SEATTLE — The recent explosion in COVID-19 cases has made it nearly impossible for contact tracers to keep up, according to public health officials in Washington.
“These outbreaks grow so quickly, they overwhelm many of our public health response capacities, both with contact tracing and to do investigations in a timely way,” said Health Officer Dr. Jeff Duchin, with Public Heath Seattle - King County.
And it’s not just King County, it’s happening in Snohomish County and statewide.
“We’re actually doing more case investigations and more notifications in terms of numbers of people reached than we have in recent weeks, but the percentage of total cases and contacts is lower because there’s just so much out there,” said Dr. Chris Spitters, Health Officer for the Snohomish Health District.
According to Duchin, new contract tracers are being hired and trained as quickly as possible to add to the workforce at state and local levels.
But with exponential growth in the numbers of people needing to be contacted, King County is considering changing course in who they contact.

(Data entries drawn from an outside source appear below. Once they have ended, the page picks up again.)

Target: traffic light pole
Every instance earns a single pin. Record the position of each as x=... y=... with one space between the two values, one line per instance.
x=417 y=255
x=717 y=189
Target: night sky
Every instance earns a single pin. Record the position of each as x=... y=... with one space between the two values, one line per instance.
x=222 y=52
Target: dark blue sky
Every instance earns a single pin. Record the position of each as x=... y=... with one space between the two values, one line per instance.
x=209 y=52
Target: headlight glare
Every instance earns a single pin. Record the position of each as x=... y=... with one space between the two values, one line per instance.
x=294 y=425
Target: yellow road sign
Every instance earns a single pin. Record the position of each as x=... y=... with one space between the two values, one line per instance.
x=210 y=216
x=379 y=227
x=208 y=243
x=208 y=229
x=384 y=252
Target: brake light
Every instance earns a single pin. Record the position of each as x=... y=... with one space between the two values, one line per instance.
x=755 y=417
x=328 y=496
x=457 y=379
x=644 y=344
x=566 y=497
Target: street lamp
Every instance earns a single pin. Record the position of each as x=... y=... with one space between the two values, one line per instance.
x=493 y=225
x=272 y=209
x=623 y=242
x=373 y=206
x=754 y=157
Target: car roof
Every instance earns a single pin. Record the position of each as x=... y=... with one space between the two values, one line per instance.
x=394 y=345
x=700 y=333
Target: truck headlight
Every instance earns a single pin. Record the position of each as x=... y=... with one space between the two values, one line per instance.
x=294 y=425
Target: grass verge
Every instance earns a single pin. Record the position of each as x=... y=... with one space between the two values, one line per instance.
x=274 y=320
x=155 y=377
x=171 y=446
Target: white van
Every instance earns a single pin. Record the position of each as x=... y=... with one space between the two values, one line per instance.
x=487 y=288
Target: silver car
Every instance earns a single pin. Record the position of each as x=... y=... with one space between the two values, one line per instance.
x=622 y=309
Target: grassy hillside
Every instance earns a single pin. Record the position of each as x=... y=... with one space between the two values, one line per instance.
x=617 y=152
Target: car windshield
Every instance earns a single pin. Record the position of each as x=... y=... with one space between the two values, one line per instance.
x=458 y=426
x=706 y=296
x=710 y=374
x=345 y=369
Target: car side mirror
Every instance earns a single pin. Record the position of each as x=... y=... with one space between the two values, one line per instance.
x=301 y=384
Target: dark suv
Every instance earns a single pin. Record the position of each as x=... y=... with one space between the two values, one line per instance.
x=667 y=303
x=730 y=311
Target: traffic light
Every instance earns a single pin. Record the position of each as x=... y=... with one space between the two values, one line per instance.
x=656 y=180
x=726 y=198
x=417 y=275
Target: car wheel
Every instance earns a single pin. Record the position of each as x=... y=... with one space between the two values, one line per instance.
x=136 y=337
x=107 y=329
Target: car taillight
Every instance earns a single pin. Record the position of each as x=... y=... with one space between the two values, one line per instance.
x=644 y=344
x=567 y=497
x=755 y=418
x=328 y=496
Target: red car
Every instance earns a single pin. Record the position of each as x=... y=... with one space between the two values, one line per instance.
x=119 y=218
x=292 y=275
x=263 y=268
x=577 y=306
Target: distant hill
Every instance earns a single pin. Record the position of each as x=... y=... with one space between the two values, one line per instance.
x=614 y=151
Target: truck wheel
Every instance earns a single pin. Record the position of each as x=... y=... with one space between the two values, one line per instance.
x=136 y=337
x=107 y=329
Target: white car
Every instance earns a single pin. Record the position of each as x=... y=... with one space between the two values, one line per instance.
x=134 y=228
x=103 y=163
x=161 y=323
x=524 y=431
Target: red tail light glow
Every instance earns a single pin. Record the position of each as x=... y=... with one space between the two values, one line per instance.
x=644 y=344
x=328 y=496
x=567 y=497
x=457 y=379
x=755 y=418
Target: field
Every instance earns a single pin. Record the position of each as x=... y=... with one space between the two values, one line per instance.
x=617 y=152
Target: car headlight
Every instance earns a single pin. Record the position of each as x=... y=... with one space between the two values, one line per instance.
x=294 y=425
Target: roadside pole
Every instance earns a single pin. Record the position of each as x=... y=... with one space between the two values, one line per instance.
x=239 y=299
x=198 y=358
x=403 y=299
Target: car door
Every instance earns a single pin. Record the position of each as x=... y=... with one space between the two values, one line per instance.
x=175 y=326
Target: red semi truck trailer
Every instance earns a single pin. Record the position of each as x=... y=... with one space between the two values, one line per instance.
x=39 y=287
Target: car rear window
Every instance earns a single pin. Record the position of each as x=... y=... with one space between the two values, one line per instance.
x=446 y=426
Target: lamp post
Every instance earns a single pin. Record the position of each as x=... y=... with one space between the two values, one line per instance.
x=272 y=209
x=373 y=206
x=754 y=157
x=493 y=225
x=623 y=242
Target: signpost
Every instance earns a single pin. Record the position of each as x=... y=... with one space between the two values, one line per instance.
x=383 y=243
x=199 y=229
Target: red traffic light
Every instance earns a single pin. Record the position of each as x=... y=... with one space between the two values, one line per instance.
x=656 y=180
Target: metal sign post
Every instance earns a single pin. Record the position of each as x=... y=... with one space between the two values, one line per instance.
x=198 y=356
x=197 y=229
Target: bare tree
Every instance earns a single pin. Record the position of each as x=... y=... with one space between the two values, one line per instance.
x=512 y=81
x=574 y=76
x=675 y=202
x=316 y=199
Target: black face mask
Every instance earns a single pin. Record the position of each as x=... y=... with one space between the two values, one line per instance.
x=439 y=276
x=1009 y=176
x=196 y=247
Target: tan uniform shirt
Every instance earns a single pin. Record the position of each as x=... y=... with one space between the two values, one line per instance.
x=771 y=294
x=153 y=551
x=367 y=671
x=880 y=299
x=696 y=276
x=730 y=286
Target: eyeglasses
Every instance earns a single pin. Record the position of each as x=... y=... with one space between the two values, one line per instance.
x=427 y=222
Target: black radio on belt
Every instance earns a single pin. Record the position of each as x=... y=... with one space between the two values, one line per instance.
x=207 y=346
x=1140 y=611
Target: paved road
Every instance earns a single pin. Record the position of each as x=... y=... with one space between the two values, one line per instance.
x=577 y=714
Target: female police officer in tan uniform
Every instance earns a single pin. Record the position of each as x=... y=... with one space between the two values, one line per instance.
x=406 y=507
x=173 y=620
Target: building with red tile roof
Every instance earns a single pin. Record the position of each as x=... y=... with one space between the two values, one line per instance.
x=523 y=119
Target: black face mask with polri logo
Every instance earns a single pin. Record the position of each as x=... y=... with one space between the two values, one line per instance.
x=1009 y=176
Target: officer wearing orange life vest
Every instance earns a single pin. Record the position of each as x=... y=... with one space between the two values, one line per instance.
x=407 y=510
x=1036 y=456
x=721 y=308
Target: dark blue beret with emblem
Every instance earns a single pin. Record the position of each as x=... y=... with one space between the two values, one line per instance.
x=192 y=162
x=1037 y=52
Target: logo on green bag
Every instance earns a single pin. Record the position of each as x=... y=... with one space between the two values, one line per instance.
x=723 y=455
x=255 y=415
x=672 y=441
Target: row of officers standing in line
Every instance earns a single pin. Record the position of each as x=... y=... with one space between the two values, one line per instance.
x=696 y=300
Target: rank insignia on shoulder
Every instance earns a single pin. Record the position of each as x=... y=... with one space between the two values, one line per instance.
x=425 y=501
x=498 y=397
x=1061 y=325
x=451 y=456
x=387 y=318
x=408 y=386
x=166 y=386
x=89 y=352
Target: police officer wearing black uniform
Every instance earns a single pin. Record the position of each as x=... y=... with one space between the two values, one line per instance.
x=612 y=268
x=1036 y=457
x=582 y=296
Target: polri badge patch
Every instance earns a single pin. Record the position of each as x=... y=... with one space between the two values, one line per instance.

“We will be looking at prioritizing our contact investigations towards people who are at high-risk, congregate settings and potentially less hands-on touches and person contact with what appear to be isolated or low risk scenarios,” Duchin said.
Another big issue: phone calls are going unanswered and some people, Duchin said, aren’t being fully transparent with contact tracers.
“It’s a challenge. I mean, we know already that people don’t tell us everything. They don’t want to tell us something that is going to get their friends in trouble, the person who hosted the party, they don’t want to mention that person’s name,” he said. “I don’t know what we can do to impact people’s willingness to be more forthcoming. Clearly, the more we understand where transmission is occurring, the more precision and clarity, the more we can get messages out.”
The Washington State Department of Health gave this statement to KING 5:
“Surging cases make timely case investigations and contact tracing more challenging. Ways everyone can help:
- Don’t gather with people from outside your home.
- Stay home as much as possible. That way, fewer people are exposed if you have COVID-19 and don’t know it because you don’t have symptoms.
- If you must leave your house, wear a face mask to protect others.
- If public health calls, answer the phone or return the call. We need everyone to participate in case investigations and contact tracing to help stop the spread of COVID-19.